The WorldMark website is back up and working.


----------



## sue1947 (May 26, 2017)

CO skier said:


> The WorldMark website is back up and working.



Maybe for you but I still get this message:
At this time, your WorldMark account is unable to process online reservations due to a past due owing or your account has some other account status issue. Please call the Vacation Planning Center at 1-800-457-0103 for assistance. Although you will be able to search availability online, you will be unable to book a reservation using the web site. We apologize for the inconvenience.

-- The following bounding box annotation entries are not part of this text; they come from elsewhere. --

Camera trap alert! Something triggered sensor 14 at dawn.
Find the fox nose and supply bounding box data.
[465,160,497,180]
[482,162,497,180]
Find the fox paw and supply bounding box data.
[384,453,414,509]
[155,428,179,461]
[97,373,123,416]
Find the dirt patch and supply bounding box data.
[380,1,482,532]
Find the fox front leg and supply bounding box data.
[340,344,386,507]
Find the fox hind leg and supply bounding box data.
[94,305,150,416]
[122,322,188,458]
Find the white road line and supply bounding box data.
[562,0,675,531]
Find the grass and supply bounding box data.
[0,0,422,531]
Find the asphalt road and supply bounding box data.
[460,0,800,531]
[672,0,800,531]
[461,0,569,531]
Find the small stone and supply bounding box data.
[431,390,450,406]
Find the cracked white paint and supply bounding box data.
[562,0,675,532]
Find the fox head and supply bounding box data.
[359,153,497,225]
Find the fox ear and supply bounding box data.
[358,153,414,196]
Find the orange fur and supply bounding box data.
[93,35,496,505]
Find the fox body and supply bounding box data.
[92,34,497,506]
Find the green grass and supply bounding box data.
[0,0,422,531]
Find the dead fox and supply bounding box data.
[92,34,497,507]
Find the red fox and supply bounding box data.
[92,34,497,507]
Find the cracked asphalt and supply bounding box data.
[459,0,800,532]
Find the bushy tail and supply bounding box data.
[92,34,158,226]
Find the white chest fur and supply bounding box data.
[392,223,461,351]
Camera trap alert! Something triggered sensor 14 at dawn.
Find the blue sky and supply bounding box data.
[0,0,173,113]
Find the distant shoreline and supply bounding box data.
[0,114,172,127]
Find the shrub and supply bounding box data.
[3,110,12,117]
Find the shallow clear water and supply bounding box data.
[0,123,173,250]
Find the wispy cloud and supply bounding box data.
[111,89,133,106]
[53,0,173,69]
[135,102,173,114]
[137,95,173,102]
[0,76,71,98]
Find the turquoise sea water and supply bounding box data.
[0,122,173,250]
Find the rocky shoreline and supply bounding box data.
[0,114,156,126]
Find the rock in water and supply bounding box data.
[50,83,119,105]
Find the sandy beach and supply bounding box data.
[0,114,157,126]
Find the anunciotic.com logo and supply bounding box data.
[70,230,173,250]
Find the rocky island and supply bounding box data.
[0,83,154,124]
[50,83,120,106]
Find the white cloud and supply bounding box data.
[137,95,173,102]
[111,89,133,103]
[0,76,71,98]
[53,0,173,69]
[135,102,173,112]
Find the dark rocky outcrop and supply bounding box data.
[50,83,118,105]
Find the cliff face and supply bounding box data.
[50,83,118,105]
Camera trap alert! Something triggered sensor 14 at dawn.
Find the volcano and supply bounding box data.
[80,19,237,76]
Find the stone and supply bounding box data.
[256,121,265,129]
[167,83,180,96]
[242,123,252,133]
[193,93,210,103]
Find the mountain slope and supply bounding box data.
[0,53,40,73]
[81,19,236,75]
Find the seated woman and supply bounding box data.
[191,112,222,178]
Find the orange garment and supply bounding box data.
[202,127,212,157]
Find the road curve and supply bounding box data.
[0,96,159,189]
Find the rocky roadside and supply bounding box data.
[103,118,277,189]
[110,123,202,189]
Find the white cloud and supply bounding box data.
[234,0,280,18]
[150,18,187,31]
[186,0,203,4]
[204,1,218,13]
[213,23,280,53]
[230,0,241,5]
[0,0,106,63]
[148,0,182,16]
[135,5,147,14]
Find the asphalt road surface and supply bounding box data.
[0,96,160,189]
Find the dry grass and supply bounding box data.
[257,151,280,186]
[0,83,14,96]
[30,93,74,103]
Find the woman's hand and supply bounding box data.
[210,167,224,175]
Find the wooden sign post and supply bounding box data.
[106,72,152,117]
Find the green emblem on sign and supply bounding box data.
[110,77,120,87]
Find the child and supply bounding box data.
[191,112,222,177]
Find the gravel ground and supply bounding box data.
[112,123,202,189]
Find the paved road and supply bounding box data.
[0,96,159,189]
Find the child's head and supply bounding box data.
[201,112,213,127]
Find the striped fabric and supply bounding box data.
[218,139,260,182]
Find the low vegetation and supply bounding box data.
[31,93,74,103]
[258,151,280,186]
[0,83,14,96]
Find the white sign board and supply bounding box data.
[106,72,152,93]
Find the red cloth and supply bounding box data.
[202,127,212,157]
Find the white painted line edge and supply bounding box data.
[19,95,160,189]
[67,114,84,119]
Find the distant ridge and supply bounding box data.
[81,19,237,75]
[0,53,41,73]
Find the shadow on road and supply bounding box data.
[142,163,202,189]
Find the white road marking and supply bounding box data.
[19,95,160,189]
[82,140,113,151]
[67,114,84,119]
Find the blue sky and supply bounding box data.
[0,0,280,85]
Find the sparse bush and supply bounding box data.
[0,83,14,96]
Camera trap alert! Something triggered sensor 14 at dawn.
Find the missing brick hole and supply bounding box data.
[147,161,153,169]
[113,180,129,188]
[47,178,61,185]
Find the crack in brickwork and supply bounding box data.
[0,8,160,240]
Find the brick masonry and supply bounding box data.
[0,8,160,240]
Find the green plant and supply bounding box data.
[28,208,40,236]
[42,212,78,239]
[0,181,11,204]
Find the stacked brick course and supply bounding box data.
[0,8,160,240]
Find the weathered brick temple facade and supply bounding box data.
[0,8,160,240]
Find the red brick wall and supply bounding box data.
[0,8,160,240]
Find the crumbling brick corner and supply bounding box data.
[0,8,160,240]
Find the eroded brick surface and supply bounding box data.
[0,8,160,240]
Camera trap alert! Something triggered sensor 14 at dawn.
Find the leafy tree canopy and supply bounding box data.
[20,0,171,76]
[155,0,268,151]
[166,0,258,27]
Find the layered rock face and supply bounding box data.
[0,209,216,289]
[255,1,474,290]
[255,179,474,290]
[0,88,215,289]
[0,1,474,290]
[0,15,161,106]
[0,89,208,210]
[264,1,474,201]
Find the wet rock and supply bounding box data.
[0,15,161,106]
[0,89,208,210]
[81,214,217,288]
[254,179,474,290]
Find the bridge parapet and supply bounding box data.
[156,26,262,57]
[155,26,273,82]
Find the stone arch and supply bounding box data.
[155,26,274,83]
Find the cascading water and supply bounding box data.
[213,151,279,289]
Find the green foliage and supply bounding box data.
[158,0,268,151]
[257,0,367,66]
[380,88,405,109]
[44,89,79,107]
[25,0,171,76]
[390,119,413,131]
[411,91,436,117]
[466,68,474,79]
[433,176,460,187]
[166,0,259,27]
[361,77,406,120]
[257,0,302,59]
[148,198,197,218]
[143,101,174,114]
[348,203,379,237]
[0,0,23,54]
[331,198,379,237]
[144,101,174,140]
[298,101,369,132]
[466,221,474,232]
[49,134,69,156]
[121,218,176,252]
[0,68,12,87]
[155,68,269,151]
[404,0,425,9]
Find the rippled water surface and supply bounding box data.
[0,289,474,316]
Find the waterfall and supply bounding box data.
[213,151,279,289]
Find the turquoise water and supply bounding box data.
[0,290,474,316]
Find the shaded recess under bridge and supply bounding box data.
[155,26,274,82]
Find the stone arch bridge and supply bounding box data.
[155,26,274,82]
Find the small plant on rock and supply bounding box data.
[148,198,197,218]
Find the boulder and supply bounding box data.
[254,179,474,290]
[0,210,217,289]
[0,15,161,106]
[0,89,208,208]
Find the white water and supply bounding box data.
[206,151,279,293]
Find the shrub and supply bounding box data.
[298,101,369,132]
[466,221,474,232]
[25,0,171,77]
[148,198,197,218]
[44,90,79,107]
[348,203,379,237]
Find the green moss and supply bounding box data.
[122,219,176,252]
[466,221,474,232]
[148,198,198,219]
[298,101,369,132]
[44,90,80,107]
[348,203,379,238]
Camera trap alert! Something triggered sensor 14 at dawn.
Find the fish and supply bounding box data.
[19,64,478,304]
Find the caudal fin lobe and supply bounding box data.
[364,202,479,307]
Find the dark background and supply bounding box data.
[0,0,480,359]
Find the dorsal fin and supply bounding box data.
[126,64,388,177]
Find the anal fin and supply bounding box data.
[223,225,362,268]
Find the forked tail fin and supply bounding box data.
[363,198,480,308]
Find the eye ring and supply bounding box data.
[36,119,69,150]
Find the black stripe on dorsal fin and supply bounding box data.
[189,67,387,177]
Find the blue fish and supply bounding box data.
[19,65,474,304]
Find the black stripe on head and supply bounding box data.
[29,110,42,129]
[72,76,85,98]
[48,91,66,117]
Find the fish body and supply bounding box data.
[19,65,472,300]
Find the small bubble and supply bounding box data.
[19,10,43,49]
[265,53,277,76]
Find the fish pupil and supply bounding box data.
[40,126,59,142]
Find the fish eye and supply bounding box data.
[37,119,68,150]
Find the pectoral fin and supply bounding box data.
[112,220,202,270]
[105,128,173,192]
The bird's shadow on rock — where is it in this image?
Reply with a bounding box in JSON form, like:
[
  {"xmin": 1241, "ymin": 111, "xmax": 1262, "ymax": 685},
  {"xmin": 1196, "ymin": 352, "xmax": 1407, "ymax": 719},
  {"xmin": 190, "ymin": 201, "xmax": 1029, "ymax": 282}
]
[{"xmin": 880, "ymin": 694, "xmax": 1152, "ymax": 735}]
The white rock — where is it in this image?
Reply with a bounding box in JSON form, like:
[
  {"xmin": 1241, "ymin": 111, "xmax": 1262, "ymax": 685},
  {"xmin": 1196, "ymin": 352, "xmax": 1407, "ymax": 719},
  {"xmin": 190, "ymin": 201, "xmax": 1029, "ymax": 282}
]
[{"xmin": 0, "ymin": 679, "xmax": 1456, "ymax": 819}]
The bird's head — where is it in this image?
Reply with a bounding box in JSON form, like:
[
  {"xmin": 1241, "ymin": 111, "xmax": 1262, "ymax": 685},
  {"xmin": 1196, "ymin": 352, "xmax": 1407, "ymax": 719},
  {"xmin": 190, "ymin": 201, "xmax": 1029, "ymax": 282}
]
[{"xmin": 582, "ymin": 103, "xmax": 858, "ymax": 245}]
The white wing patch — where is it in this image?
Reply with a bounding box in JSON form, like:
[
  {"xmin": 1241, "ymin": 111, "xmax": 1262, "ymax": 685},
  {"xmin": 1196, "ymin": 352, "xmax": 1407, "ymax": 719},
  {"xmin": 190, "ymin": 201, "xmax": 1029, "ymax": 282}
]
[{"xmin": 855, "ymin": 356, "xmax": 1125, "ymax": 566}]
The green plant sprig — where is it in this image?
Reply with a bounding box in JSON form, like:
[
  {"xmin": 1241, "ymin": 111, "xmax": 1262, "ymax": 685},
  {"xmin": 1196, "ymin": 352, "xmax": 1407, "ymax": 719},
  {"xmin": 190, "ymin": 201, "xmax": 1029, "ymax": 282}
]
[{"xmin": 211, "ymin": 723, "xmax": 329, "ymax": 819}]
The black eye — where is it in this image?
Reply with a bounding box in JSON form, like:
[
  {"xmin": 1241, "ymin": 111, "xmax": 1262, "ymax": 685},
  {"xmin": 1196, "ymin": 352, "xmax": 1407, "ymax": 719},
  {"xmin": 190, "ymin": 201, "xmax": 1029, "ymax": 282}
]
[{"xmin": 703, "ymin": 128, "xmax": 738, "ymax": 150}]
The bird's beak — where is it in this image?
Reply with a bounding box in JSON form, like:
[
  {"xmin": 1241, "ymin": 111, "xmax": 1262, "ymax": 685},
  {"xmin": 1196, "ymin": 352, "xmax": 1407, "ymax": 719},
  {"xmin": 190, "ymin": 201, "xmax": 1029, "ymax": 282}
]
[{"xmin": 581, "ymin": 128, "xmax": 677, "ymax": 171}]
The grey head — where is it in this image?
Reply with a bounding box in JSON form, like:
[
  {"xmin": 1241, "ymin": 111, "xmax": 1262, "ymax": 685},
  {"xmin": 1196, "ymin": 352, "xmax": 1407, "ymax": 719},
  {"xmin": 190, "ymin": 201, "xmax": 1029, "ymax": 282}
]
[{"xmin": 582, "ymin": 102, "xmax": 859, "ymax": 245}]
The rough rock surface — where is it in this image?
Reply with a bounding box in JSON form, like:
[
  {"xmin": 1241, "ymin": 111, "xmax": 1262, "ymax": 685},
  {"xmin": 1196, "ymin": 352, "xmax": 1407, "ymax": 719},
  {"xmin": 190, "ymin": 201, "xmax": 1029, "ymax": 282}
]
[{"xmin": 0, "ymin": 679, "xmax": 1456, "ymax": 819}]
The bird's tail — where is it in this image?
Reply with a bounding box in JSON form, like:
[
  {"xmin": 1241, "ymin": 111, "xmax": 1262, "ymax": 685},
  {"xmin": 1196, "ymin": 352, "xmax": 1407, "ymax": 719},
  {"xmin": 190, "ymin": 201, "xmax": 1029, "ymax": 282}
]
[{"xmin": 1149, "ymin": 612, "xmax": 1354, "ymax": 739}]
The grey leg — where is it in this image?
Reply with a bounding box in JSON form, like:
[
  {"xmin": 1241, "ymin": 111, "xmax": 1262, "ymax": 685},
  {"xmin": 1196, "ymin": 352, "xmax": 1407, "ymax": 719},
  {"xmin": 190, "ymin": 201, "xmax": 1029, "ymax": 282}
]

I haven't been able to make a reservation online for 2 months and counting.  I wonder how many waitlists I have missed out on and I can't access RCI at all.  They screwed things up when they added the PayPal option.  Heaven forbid they back out that minor change instead of screwing up more and more owners.   The number of owners impacted is still growing.  
They told me a couple of weeks ago the site was fixed and my accounts were fine; a flat out lie.  I doubt they will get the WM issues fixed until they get the Wyndham issues fixed and that won't be anytime soon.  

Sue


----------



## rhonda (May 27, 2017)

sue1947 said:


> Maybe for you but I still get this message:
> At this time, your WorldMark account is unable to process online reservations due to a past due owing or your account has some other account status issue. Please call the Vacation Planning Center at 1-800-457-0103 for assistance. Although you will be able to search availability online, you will be unable to book a reservation using the web site. We apologize for the inconvenience.


Ditto!  I remain in the same boat.  

HOWEVER -- I have been actively managing my waitlists.  I can "set" my waitlist over the phone and have been able to confirm the waitlist offers through email.


----------